CHARLESTON -- The state Supreme Court has declined to expand West Virginia's products liability law, saying a plaintiff has no cause of action against a brand-name drug manufacturer when the drug used was made by a generic manufacturer.

In the May 11 ruling, the Justices answering a certified question upon request of the Fourth Circuit Court of Appeals with a 3-2 ruling in McNair v. Johnson & Johnson et al. Justice Allen Loughry wrote the majority opinion, which also was signed by Justice Menis Ketchum and Justice Beth Walker. Chief Justice Margaret Workman issued a dissenting opinion, which also was signed by Justice Robin Jean Davis.


The question was whether West Virginia law permits a claim of failure to warn and negligent misrepresentation against a branded drug manufacturer when the drug ingested was produced by a generic manufacturer. The issue commonly is known as innovator liability.

Petitioners Kimmy and Larry McNair had asked the court to reformulate the certified question to replace the term “negligent misrepresentation” with the term “negligence.” In the McNairs’ brief on appeal from the federal district court, they framed the issue as “whether West Virginia law permits a claim of failure to warn and negligent misrepresentation against a branded drug manufacturer when the drug ingested was produced by a generic manufacturer.”

"We find that a consumer allegedly injured by a generic drug cannot bring a strict liability failure to warn claim against the brand manufacturer who did not manufacture that drug," Loughry wrote in the majority opinion. "We, likewise, find that a negligent misrepresentation claim against a brand manufacturer for injuries allegedly caused by a generic drug is not viable under our products liability law.

"Notably, all federal circuit courts that have considered the question have held, under the laws of different states, that a brand manufacturer does not owe a duty to a consumer who uses a generic drug."

The McNairs originally filed an action in Kanawha Circuit Court against Janssen Pharmaceuticals, a subsidiary of Johnson & Johnson, in 2012 alleging the wife McNair developed acute respiratory distress, or ARDS, after ingesting the generic drug levofloxacin that was manufactured by Dr. Reddy’s Laboratories Limited.

Janssen originally trademarked and sold levofloxacin under the brand Levaquin. Thus, Janssen produced the warnings on the label that accompanied the distribution of Levaquin, which were subsequently used by generic manufacturers of levofloxacin.

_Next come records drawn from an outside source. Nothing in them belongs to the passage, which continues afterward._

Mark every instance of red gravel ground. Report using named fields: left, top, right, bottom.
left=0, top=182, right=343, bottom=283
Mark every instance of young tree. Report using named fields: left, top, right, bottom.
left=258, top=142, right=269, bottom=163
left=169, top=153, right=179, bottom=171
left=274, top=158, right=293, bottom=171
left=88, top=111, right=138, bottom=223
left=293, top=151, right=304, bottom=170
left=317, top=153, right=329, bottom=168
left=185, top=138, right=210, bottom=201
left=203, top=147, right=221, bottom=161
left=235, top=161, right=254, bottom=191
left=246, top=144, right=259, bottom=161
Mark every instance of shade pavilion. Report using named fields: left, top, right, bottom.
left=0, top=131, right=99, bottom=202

The McNairs claim Janssen was aware that ARDS had been linked to the use of levofloxacin but negligently failed to include a warning, knowing this omission would exist not only in its distribution of Levaquin, but also in the warnings accompanying generic versions of the drug.

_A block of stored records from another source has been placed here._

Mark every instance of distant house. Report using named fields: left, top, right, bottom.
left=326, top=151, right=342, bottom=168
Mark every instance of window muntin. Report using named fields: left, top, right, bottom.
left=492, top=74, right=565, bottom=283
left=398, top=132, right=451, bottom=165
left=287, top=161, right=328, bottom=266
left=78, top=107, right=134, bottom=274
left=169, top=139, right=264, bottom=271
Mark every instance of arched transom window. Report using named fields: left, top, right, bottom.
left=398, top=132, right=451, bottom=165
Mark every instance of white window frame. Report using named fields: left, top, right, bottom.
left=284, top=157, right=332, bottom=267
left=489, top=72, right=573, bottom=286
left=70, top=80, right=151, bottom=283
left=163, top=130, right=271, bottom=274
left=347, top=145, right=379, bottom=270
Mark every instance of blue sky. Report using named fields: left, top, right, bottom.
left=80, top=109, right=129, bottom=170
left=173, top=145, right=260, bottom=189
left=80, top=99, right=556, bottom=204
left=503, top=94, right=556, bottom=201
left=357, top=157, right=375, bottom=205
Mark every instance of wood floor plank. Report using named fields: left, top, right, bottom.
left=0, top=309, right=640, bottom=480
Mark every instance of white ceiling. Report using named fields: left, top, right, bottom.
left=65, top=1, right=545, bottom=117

The McNairs’ claim that even though the wife took a generic version of the drug, Janssen had exclusive control of the content of the warnings that were published to the public and to health care providers for both the brand-name and the generic forms of the drug. Therefore, the McNairs contend Janssen is liable for their alleged injuries.

The dissenting opinion called the case an "extremely significant liability matter."

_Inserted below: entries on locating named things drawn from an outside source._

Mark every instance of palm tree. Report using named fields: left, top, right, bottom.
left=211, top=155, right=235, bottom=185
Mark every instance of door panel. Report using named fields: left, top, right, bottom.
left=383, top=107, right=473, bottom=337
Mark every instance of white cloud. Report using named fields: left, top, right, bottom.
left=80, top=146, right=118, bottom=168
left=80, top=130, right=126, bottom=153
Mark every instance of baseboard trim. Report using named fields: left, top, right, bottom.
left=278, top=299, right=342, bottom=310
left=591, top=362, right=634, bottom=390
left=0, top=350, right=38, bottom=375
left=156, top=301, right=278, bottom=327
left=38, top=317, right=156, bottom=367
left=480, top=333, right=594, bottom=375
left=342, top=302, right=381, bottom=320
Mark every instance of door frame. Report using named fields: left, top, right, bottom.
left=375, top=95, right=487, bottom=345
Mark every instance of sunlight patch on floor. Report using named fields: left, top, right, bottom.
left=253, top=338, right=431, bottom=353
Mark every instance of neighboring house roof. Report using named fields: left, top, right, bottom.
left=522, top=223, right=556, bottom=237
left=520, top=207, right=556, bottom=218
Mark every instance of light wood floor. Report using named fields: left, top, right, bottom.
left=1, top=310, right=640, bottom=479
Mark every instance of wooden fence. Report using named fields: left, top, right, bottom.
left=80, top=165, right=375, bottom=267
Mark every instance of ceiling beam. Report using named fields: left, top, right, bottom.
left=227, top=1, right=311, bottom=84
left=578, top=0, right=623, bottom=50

"This is, at its very essence, a reasonably straightforward failure to warn and negligence case," Workman wrote. "Although the facts are unique, the concepts certainly are not unfamiliar to the jurisprudence of this state. We have long held inviolate the rights of the citizens of this state to be protected from negligence of manufacturers.

"The failure to impose liability will necessarily invite inattention and neglectfulness by brand-name manufacturers, a transgression for which our citizens will have no legal recourse. The majority’s decision is short-sighted and ill-advised. Consequently, I dissent and would have answered the certified question in the affirmative."

Many states have ruled similarly to West Virginia, but a few have ruled in favor of being able to name the brand-name company as a defendant. Massachusetts, California, Illinois and Vermont all have ruled that way.

The driving force behind such acceptance is that the U.S. Supreme Court ruled in an earlier case that product liability claims generally cannot be brought against manufacturers of generic drugs because the manufacturer is not free to change the warnings on a generic drug without permission from the federal Food and Drug Administration. The court reached the opposite conclusion with respect to branded drug manufacturers, finding product liability claims can generally be brought because the branded drug manufacturer can change its warnings without prior FDA approval.

As a result, plaintiffs’ attorneys have sought to make a branded drug manufacturer pay for alleged harm to persons taking a generic drug made by another company, arguing that the branded drug manufacturer should be responsible for any and all liability stemming from the drug, including a generic version of the drug made by one of the branded manufacturer’s direct competitors.